The changing landscape of voltage-gated calcium channels in neurovascular disorders and in neurodegenerative diseases.

It is a common belief that voltage-gated calcium channels (VGCC) cannot carry toxic amounts of Ca(2+) in neurons. Also, some of them as L-type channels are essential for Ca(2+)-dependent regulation of prosurvival gene-programs. However, a wealth of data show a beneficial effect of drugs acting on VGCCs in several neurodegenerative and neurovascular diseases. In the present review, we explore several mechanisms by which the "harmless" VGCCs may become "toxic" for neurons. These mechanisms could explain how, though usually required for neuronal survival, VGCCs may take part in neurodegeneration.
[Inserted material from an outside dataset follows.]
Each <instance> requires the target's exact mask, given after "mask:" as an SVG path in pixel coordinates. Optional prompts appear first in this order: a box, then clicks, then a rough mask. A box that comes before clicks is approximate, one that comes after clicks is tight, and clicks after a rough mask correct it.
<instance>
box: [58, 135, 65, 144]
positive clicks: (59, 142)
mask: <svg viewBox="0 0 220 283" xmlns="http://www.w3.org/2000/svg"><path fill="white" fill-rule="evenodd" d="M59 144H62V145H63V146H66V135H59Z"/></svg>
We will present evidence showing that VGCCs can carry toxic Ca(2+) when: a) their density or activity increases because of aging, chronic hypoxia or exposure to β-amyloid peptides or b) Ca(2+)-dependent action potentials carry high Ca(2+) loads in pacemaker neurons. Besides, we will examine conditions in which VGCCs promote neuronal cell death without carrying excess Ca(2+). This can happen, for instance, when they carry metal ions into the neuronal cytoplasm or when a pathological decrease in their activity weakens Ca(2+)-dependent prosurvival gene programs. Finally, we will explore the role of VGCCs in the control of nonneuronal cells that take part to neurodegeneration like those of the neurovascular unit or of microglia.